So we live on opposite sides of the world, she lives in a state where weed is legal and she smokes every day. Like couple of hits in the morning, before lunch, some in the afternoon, before dinner and then before she goes to sleep. I’d say shes high like 70% of the time she’s awake. I was reluctant to say anything in the beginning because she’s been through a lot and I know it helps her with anxiety and chronic abdominal pain, but it’s starting to drive a wedge between us. Like I mentioned I’m from a different country overseas and while I’ve lived in her country for the majority of our relationship and visited her family many times she’s never visited me. Mainly because weed is not legal here. We’ve had talks of her visiting me on multiple occasions but it’s always ended up with me visiting her instead as she isn’t willing to try and quit. But at this point I’m not able to travel to her for the next year due to work and I’ve basically signed a contract that’s making me stay here for the next 3 years. The planned trips we have together are again entirely depending on her getting this addiction under control. I feel like I’m making huge sacrifices to see her and be with her while when it comes to her needing to put the money where her mouth is she’s only willing to have me be the one who makes sacrifices and it’s getting to the point of an ultimatum. How important am I? I’ve worked hard to make a career for myself in my industry but even so I’ve given up some opportunities to be able to be with her while she on a physical level is very unwilling to make any changes to her routines to make it work long term.

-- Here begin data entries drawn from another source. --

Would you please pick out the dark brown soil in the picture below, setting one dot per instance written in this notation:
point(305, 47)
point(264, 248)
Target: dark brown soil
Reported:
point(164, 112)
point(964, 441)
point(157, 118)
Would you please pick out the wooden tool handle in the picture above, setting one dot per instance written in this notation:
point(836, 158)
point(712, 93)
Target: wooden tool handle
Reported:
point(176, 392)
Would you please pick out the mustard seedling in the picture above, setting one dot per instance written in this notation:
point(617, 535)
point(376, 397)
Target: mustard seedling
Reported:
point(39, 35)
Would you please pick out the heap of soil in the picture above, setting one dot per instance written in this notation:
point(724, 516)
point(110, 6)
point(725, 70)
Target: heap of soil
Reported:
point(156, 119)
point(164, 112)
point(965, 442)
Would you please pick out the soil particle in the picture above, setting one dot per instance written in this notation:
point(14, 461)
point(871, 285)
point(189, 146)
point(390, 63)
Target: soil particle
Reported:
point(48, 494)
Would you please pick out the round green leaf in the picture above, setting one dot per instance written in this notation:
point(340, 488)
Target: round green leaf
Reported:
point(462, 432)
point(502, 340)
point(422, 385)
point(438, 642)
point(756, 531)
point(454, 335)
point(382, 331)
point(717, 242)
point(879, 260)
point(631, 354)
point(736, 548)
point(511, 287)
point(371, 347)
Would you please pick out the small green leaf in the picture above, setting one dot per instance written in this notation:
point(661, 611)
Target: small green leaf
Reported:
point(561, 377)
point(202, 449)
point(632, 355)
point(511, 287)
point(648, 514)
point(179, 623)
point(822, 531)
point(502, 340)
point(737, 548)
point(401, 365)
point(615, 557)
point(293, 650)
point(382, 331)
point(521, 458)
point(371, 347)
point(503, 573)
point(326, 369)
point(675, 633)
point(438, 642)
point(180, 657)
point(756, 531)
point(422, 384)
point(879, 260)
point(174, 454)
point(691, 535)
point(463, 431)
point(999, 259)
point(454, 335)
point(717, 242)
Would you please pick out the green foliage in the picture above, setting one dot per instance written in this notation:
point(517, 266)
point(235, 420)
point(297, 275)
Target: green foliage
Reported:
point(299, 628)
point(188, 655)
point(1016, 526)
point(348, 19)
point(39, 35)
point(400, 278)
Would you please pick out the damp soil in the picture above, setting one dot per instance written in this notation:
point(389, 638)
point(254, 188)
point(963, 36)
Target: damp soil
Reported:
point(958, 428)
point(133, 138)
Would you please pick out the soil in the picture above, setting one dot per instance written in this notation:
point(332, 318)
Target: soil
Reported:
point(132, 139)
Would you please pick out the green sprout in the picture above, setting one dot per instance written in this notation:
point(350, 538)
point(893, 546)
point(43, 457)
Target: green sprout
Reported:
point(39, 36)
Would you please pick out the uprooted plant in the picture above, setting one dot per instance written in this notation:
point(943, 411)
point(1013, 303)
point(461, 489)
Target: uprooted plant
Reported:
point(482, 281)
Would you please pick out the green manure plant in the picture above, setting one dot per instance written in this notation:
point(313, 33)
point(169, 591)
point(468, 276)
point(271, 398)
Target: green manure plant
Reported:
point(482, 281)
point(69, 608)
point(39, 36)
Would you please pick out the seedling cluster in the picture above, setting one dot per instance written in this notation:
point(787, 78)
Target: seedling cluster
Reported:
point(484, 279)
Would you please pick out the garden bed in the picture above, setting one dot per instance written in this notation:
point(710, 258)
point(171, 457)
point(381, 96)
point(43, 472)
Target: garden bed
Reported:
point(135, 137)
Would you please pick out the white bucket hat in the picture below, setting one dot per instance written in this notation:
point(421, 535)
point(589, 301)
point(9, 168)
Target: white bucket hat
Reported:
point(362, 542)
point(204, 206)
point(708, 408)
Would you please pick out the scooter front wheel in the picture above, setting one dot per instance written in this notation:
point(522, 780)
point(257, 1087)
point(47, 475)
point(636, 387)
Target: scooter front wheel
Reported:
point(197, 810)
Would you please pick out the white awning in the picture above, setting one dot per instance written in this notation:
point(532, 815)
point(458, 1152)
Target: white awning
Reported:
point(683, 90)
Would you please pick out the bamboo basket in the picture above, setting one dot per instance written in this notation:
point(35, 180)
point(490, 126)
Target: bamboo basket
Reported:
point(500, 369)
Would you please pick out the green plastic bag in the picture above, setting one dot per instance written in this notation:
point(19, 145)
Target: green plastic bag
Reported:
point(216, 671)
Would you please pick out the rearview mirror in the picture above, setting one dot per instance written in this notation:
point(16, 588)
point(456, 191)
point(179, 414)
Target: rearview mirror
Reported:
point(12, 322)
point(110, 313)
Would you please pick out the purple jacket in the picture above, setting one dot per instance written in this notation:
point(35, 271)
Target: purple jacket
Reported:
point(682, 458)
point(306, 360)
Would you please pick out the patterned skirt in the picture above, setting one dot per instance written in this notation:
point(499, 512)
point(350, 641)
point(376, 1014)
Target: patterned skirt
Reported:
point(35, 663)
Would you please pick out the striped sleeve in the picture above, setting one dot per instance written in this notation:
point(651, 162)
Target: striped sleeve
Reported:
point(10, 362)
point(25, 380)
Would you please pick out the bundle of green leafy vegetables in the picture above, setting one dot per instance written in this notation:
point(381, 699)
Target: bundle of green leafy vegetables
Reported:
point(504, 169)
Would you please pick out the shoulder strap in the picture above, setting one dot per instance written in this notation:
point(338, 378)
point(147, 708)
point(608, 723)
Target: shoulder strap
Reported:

We’ve had talks about this but it’s always kinda ending up with her crying and me comforting her.
I have some past family trauma with serious addiction and being in second place to drugs and at this point talking to her is bringing back a lot of upsetting memories from that time.
We’ve been together for 2 years and up until this point everything has been amazing and I feel like we are meant to be. But this is just a hurdle I’m not sure how to handle especially since really its all up to her. Is this even worth it?

1 comment
  1. You two aren’t compatible. Her crying and getting you to comfort her when you are upset with her behaviour is a manipulative tactic.